14 October, 2009 08:25  
Blogger James said...

Regarding truth:

Africa is an odd place. It's daily realities are not my own. I live in Chicago and though I have traveled across all of the US and much of Europe, I have never met anyone who keeps a heyena as a pet--let alone one that wears clothing. Africa has its troubles--everyone is aware of this--but why should we require that all the photography done in Africa show starving children, hard-working mothers or tribal peoples on their traditional dress? Africa is not like Europe and Africa is not like America. Africa is its own place, and there are men there who keep pets that we consider wild and sometimes they dress them in clothes. This truth, like all others, says something about the culture. What that something is, I can not say with certainty, but it speaks to you and it speaks to me, and for this I am greatful.

14 October, 2009 23:46  
Blogger Unknown said...

@James

I am sure you will never see this reply as your comment was made many years ago now.

However, I think the fact that you treat Africa as one huge, homogeneous entity reveals that you are not in any position to comment on whether Hugo's work 'says something about the culture'. In fact, it would be almost impossible to say something about some aspect of one of the cultures in Africa without the opposite being true somewhere else in the continent.

06 September, 2012 07:59  
Blogger Jim Johnson said...

And how, precisely, would you suggest that I refer to a continent - large, diverse, and so forth, as it may be? After all we talk about "Europe" all the time. I am dong nothing other than that. And, in fact, part of my comments (in this post and others) has been to say that "Africa" as a place-holder contains an ridiculous variety of cultures, polities and histories.

06 September, 2012 09:23  
Blogger Unknown said...

You seem angry about this and I am in no mood to argue with someone who is angry.

06 September, 2012 09:27  
Blogger Jim Johnson said...

Since you don't know me, how do you have any idea how I feel? Don't project. I simply asked a question in response to your comment.

06 September, 2012 09:43  
Blogger Unknown said...

I am sorry for my previous comments.
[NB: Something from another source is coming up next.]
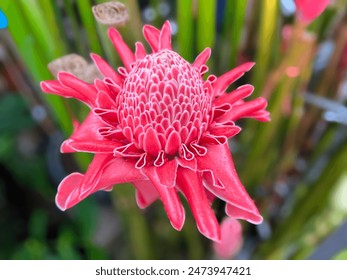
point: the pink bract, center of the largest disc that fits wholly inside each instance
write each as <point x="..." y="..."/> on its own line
<point x="231" y="239"/>
<point x="158" y="124"/>
<point x="308" y="10"/>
It was senseless to try to provoke you. In fact, I thought your post was insightful and I agree with nearly all of the sentiments of the post.

You are one of few people that I know of who are saying what needs to be said about parts of Hugo's work and other pieces like it. I think that even racism itself has fallen victim of stereotyping; we have an idea of what 'racism' is, and wrongly it is only really constituted of the overt and intentional. In photography, the result is that more subtle instances are not caught by the majority of an audience. Another and perhaps even more worrying effect is that those, such as Hugo, who are producing work which is so ridden with these pernicious themes that perpetuate a damaging image of 'a place like Africa' are not even aware of their own wrongdoing. In an interview with Vice (http://bit.ly/PmFmCD), he states "As an artist it's not my responsibility to provide a responsible rendition of how the rest of the world should perceive or not perceive Africa." I believe it is absolutely his responsibility, and that of other photographers. Particularly in the west where, to the average person, the only image of 'Africa' is determined by photography (due to a lack of related written or televised mainstream news) it is up to people like him re-assess and develop a more nuanced understanding of what racism actually is in today's world and to thus actively avoid producing work like that which you wrote about in the post.

Anyway, I hope you can accept my apology and would love to hear your thoughts on the above, particularly if you disagree with any of it. It would be good to have an adult discussion, which was not what I was inspiring before with my belligerent first comments.

14 September, 2012 07:55  
Blogger Jim Johnson said...

No offense taken. No apology needed.